In our cases, it is unclear whether the observed zonal progression was accelerated from anti-VEGF treatment, or is attributable to the natural course of the disease. In case 2, striking progression of the zonal lesions was observed in both eyes during anti-VEGF treatment administration in one eye. This finding might be related to the minimal systemic diffusion of the intravitreal drug and to its possible effect on the fellow eye, as previously hypothesized [21, 22].

The presence of CNV expands the clinical spectrum of AZOOR. While the progressive nature of AZOOR has been well documented [23,24,25,26], little is known about the clinical course of AZOOR complicated by CNV.

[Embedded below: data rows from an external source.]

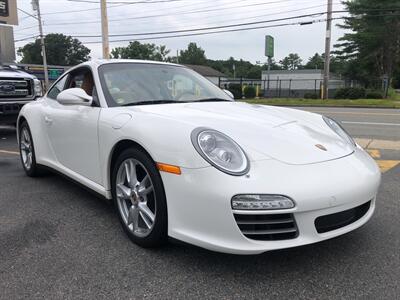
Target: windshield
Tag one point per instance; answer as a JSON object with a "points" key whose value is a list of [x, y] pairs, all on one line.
{"points": [[142, 83]]}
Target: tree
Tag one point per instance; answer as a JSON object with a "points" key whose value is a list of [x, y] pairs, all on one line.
{"points": [[60, 49], [136, 50], [193, 55], [372, 45], [291, 62], [315, 62]]}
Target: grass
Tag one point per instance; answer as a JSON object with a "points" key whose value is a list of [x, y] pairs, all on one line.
{"points": [[386, 103]]}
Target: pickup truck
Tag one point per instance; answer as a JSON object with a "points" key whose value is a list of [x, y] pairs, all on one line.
{"points": [[16, 89]]}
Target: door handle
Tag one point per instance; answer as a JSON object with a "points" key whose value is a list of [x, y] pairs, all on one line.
{"points": [[48, 120]]}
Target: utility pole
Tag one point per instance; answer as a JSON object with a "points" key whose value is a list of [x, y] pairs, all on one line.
{"points": [[36, 7], [104, 29], [325, 92]]}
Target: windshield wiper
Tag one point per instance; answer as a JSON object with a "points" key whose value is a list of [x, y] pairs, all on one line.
{"points": [[152, 102], [212, 100]]}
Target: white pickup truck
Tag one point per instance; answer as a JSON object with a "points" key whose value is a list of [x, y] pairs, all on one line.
{"points": [[16, 89]]}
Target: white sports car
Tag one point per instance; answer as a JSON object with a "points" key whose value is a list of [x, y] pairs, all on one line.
{"points": [[181, 159]]}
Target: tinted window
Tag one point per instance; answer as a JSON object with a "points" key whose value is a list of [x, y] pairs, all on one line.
{"points": [[57, 88], [130, 83]]}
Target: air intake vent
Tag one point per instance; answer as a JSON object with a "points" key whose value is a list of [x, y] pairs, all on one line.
{"points": [[338, 220], [273, 227]]}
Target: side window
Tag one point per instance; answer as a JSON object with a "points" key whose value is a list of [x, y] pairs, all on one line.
{"points": [[57, 88], [83, 79]]}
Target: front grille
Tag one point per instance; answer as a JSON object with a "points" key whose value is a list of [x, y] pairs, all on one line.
{"points": [[274, 227], [12, 88], [338, 220]]}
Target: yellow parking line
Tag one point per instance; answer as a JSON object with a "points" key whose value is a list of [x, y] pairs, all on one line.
{"points": [[9, 152], [374, 153], [386, 165]]}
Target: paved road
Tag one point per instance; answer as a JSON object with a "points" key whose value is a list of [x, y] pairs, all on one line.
{"points": [[59, 241], [366, 123]]}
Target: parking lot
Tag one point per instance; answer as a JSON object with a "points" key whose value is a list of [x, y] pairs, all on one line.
{"points": [[57, 240]]}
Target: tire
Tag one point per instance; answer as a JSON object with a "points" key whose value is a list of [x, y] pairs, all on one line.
{"points": [[139, 199], [27, 151]]}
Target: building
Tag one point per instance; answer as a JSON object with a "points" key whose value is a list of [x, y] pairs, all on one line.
{"points": [[297, 83], [211, 74]]}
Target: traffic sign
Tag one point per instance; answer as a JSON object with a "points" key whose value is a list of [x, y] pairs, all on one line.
{"points": [[269, 46], [8, 12]]}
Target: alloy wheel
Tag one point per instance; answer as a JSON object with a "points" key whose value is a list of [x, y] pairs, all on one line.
{"points": [[136, 198]]}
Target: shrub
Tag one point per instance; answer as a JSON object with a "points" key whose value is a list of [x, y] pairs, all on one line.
{"points": [[356, 93], [236, 90], [310, 96], [350, 93], [374, 95], [249, 92]]}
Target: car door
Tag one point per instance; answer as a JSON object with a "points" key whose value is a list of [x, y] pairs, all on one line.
{"points": [[73, 129]]}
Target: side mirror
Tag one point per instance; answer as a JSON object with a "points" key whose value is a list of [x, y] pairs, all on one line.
{"points": [[74, 96], [229, 93]]}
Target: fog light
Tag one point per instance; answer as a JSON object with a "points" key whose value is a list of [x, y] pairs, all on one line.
{"points": [[261, 202]]}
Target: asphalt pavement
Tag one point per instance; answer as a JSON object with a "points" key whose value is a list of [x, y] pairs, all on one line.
{"points": [[58, 241]]}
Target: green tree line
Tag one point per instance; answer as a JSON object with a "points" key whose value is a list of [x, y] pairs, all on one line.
{"points": [[367, 52]]}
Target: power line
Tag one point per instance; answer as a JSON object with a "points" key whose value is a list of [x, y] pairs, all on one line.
{"points": [[211, 28], [226, 21], [108, 7], [128, 2], [207, 33], [27, 38], [212, 8], [228, 30]]}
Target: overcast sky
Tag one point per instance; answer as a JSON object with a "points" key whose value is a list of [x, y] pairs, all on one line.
{"points": [[189, 14]]}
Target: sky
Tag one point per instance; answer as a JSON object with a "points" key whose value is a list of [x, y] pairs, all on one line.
{"points": [[82, 17]]}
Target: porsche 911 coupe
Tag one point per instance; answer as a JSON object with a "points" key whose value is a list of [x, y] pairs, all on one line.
{"points": [[180, 158]]}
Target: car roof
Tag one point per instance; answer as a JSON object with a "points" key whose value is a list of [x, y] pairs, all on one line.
{"points": [[99, 62]]}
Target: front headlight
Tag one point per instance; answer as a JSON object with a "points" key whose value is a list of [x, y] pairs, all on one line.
{"points": [[339, 130], [220, 151], [38, 88]]}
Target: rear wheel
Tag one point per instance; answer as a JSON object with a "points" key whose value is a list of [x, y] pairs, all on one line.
{"points": [[27, 151], [139, 198]]}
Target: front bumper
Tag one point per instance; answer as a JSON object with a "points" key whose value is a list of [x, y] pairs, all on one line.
{"points": [[199, 201]]}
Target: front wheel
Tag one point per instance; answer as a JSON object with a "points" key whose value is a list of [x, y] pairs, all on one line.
{"points": [[139, 198], [27, 151]]}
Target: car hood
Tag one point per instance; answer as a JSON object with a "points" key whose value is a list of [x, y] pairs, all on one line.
{"points": [[264, 132]]}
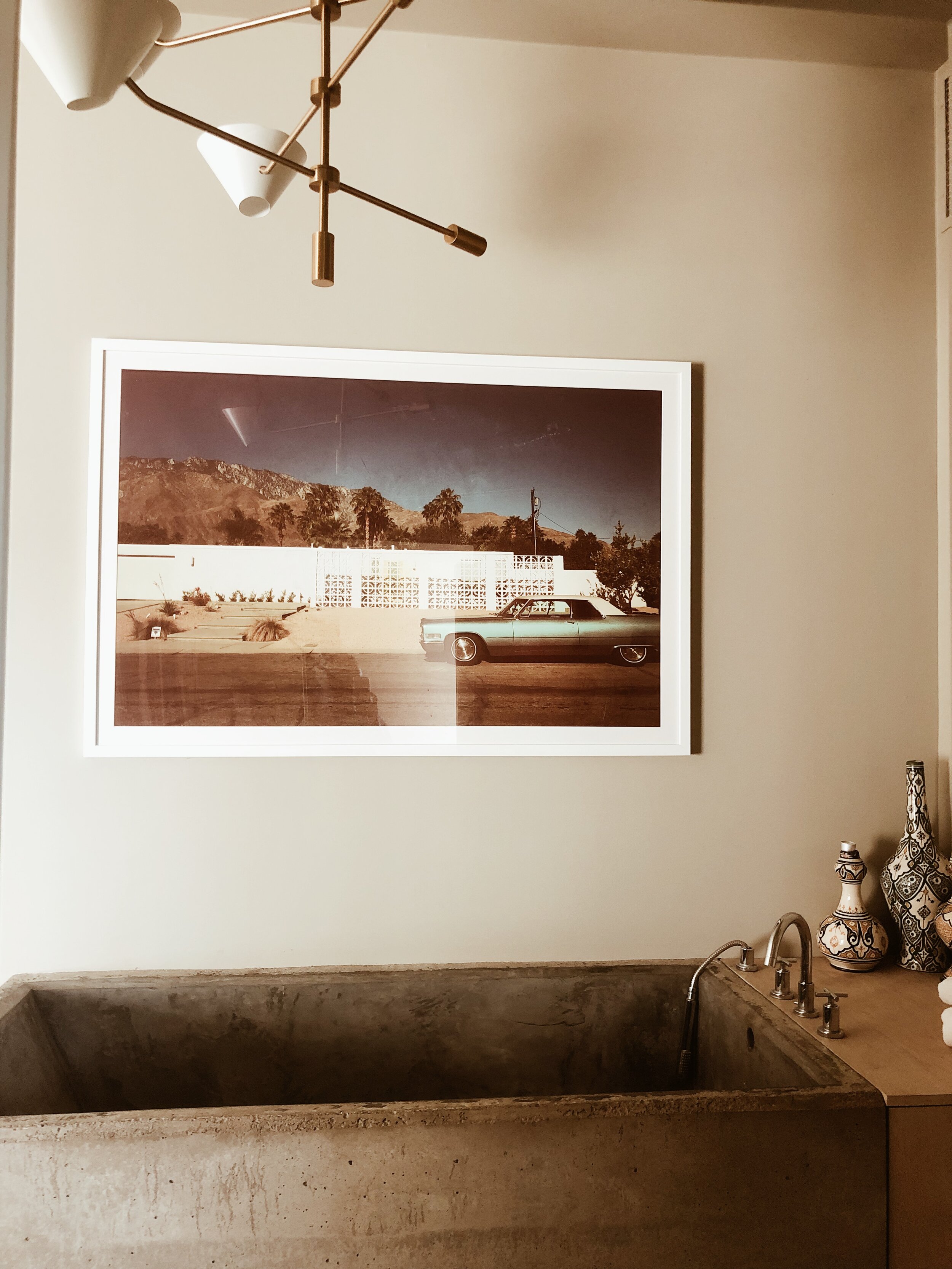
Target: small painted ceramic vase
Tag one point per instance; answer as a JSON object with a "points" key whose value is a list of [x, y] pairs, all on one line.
{"points": [[917, 881], [852, 938]]}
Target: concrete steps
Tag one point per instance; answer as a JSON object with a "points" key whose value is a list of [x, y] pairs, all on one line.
{"points": [[232, 621]]}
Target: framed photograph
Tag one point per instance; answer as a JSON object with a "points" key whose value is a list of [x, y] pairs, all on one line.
{"points": [[335, 551]]}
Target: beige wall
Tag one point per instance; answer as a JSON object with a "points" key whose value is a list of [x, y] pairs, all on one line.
{"points": [[771, 221]]}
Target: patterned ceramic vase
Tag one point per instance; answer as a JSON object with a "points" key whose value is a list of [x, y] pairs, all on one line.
{"points": [[852, 938], [917, 881], [944, 928]]}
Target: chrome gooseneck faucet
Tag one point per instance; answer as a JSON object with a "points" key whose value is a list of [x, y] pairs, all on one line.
{"points": [[805, 1006], [748, 964]]}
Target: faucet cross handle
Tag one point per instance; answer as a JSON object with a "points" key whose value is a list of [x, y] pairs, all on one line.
{"points": [[831, 1028]]}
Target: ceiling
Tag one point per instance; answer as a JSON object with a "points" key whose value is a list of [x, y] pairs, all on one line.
{"points": [[895, 34]]}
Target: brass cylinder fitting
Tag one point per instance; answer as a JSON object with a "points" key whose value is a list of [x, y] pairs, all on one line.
{"points": [[334, 8], [328, 174], [465, 239], [323, 259], [318, 89]]}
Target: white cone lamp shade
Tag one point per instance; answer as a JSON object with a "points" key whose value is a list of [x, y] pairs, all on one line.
{"points": [[240, 171], [88, 49]]}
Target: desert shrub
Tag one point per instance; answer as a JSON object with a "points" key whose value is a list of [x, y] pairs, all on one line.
{"points": [[143, 626], [270, 630]]}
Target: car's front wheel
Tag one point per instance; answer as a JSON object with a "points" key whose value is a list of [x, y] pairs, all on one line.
{"points": [[631, 655], [465, 650]]}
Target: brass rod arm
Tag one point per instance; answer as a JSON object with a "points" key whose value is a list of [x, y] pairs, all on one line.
{"points": [[465, 240], [233, 28], [240, 26], [390, 207], [268, 168], [391, 7], [216, 132]]}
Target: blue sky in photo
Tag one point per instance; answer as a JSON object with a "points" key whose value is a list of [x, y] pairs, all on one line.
{"points": [[593, 455]]}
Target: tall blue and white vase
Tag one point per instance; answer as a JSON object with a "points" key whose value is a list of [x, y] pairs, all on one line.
{"points": [[917, 881]]}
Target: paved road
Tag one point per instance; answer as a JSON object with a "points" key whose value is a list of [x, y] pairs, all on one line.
{"points": [[377, 690]]}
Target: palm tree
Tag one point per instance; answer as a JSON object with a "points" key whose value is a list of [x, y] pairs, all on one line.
{"points": [[445, 509], [320, 522], [370, 508], [240, 530], [280, 517]]}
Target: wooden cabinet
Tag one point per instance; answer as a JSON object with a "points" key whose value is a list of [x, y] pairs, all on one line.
{"points": [[894, 1040]]}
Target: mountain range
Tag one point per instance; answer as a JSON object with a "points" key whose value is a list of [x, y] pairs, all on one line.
{"points": [[188, 498]]}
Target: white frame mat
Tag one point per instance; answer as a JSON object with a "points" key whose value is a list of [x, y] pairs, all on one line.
{"points": [[102, 738]]}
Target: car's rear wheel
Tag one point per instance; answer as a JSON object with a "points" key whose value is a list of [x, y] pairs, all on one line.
{"points": [[465, 649], [631, 655]]}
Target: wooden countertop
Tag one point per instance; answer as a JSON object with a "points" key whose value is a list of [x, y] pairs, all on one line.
{"points": [[893, 1025]]}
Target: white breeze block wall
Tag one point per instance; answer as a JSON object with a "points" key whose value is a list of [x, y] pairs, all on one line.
{"points": [[347, 578]]}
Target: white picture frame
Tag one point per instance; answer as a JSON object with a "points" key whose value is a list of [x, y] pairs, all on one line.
{"points": [[103, 738]]}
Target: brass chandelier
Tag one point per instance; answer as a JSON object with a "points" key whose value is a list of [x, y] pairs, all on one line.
{"points": [[88, 49]]}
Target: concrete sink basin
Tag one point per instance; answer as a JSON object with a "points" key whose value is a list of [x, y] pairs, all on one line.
{"points": [[469, 1117]]}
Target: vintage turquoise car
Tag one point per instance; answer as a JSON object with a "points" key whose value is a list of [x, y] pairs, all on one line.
{"points": [[543, 629]]}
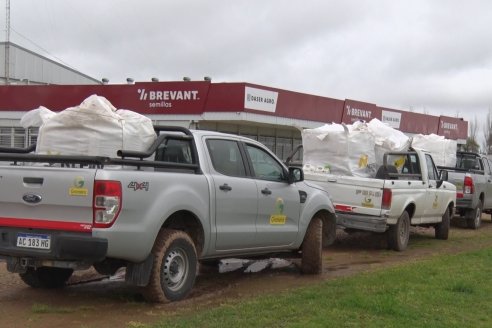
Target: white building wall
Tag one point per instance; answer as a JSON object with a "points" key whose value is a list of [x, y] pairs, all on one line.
{"points": [[27, 67]]}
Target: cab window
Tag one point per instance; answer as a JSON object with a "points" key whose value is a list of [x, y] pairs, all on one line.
{"points": [[431, 168], [265, 166], [226, 157]]}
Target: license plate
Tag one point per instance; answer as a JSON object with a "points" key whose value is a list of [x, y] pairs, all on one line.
{"points": [[33, 241]]}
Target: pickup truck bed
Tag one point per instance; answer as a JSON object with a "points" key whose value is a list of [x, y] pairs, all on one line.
{"points": [[472, 177]]}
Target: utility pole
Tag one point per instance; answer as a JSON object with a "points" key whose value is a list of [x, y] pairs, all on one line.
{"points": [[7, 41]]}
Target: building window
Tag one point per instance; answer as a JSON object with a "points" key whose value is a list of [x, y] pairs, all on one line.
{"points": [[269, 142]]}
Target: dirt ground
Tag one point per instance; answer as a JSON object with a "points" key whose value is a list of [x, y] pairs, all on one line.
{"points": [[95, 301]]}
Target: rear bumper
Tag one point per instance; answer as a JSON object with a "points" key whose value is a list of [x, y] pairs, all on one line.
{"points": [[362, 222], [65, 246], [463, 203]]}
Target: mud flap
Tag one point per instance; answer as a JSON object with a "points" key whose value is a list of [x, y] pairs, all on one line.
{"points": [[138, 274]]}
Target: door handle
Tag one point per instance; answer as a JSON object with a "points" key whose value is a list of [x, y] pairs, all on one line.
{"points": [[225, 187]]}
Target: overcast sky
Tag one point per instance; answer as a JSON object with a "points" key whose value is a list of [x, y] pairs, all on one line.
{"points": [[420, 55]]}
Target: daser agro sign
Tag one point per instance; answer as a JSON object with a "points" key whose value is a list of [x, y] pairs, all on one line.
{"points": [[392, 119], [260, 99]]}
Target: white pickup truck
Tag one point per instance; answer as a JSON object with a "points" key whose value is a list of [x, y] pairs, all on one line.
{"points": [[414, 194], [194, 196]]}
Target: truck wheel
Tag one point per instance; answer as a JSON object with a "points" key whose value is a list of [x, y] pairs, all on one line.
{"points": [[174, 268], [46, 277], [312, 256], [474, 217], [441, 230], [399, 233]]}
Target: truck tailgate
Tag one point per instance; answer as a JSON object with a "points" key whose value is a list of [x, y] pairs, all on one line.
{"points": [[46, 197], [351, 194]]}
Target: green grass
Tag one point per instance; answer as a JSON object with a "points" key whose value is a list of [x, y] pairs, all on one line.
{"points": [[445, 291]]}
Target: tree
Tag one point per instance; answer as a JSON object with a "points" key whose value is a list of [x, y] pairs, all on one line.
{"points": [[487, 133], [471, 142]]}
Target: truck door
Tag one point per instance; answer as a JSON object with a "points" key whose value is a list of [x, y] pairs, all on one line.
{"points": [[433, 204], [236, 196], [278, 201]]}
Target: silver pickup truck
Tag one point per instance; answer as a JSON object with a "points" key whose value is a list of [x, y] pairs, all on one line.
{"points": [[193, 196], [472, 177]]}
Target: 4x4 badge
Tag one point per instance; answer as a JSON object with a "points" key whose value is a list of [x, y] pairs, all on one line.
{"points": [[32, 198]]}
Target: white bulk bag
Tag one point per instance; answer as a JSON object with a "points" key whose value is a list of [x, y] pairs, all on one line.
{"points": [[339, 149], [36, 117], [94, 128], [387, 139]]}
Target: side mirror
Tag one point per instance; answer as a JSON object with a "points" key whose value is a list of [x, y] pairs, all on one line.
{"points": [[296, 174], [443, 176]]}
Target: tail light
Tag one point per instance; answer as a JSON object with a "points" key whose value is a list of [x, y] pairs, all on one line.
{"points": [[468, 187], [106, 204], [386, 201]]}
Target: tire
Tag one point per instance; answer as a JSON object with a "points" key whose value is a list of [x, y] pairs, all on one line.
{"points": [[46, 277], [399, 233], [312, 254], [441, 230], [174, 267], [474, 217]]}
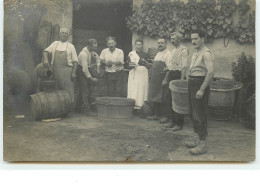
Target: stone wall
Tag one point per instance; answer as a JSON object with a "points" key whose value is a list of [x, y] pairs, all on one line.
{"points": [[224, 56]]}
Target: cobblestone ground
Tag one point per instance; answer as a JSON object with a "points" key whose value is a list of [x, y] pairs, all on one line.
{"points": [[89, 138]]}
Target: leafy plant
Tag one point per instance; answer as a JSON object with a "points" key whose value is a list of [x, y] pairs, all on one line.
{"points": [[244, 69], [215, 17]]}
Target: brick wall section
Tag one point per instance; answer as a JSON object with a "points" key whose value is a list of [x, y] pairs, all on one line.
{"points": [[223, 56], [54, 15]]}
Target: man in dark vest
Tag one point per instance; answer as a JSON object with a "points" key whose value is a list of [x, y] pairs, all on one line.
{"points": [[176, 70], [201, 72]]}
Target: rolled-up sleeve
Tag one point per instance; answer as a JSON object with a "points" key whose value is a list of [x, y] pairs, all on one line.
{"points": [[50, 48], [102, 55], [167, 59], [74, 56], [121, 56], [84, 62]]}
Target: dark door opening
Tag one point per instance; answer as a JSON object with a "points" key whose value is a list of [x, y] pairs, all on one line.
{"points": [[99, 19]]}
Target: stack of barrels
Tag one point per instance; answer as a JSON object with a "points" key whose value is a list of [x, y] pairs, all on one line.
{"points": [[221, 99], [50, 102]]}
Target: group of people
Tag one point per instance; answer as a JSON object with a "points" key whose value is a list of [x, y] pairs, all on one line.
{"points": [[148, 79]]}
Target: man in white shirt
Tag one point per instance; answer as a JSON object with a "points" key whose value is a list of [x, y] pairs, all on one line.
{"points": [[64, 62], [113, 58], [157, 75], [201, 72], [176, 70], [84, 75]]}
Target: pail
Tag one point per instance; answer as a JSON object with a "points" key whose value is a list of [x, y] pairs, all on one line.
{"points": [[222, 99], [115, 107], [180, 98], [53, 104]]}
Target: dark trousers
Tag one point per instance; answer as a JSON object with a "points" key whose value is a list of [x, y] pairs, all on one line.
{"points": [[157, 109], [115, 83], [83, 101], [198, 107], [177, 118]]}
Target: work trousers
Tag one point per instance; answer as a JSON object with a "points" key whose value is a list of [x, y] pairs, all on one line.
{"points": [[83, 101], [167, 110], [115, 83], [198, 107]]}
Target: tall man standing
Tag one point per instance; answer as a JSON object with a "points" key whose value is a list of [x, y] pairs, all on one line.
{"points": [[114, 61], [200, 75], [157, 75], [84, 76], [176, 70], [64, 62]]}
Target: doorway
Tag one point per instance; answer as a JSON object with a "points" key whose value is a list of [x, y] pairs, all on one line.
{"points": [[99, 19]]}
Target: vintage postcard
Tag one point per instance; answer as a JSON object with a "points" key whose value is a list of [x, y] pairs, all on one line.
{"points": [[129, 81]]}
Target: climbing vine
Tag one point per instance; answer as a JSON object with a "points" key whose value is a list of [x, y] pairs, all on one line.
{"points": [[218, 18]]}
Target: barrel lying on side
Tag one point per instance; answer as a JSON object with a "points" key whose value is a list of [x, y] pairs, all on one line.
{"points": [[115, 107], [53, 104], [221, 99], [180, 98]]}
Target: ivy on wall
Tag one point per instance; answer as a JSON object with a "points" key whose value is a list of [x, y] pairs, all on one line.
{"points": [[219, 18]]}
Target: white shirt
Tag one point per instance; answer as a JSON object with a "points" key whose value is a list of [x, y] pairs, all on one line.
{"points": [[164, 56], [115, 56]]}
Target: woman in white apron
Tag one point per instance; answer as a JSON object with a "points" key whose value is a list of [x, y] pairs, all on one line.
{"points": [[138, 76]]}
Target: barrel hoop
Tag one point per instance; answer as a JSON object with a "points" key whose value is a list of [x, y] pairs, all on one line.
{"points": [[40, 104], [178, 89], [62, 100], [59, 100], [47, 105], [179, 109]]}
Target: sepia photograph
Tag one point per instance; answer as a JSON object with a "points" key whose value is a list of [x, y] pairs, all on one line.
{"points": [[129, 81]]}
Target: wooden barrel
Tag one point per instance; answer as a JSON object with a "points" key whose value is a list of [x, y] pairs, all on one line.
{"points": [[180, 98], [115, 107], [152, 52], [43, 72], [221, 99], [19, 82], [46, 105]]}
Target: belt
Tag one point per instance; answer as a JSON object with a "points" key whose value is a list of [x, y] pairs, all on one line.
{"points": [[197, 77]]}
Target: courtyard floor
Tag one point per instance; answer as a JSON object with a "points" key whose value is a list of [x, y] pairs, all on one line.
{"points": [[89, 138]]}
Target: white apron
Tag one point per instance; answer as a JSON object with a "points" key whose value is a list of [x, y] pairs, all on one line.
{"points": [[137, 82]]}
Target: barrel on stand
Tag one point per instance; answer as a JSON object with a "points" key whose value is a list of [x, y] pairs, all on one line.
{"points": [[222, 99], [180, 97], [53, 104], [115, 107]]}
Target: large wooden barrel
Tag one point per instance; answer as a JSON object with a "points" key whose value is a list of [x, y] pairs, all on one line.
{"points": [[115, 107], [180, 98], [152, 52], [221, 99], [19, 82], [46, 105]]}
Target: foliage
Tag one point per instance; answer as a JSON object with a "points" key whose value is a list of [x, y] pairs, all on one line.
{"points": [[28, 12], [216, 18], [244, 69]]}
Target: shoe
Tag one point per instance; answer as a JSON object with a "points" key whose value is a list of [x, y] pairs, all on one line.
{"points": [[170, 125], [154, 117], [191, 144], [176, 128], [200, 149], [163, 120], [91, 113]]}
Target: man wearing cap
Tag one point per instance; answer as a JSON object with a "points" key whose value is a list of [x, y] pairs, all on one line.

It is possible that in our series the zonal progression was merely related to the progressive nature of AZOOR in which the CNV was the expression of the underlying active disease.

In our experience, intravitreal anti-VEGF treatment was effective for the stabilization of the CNV complicating AZOOR. However, a concomitant progression of the zonal lesions was observed during treatment. Further studies are required to define the pathogenetic mechanisms underlying this rare association and the role of treatment in the progression of the zonal lesions.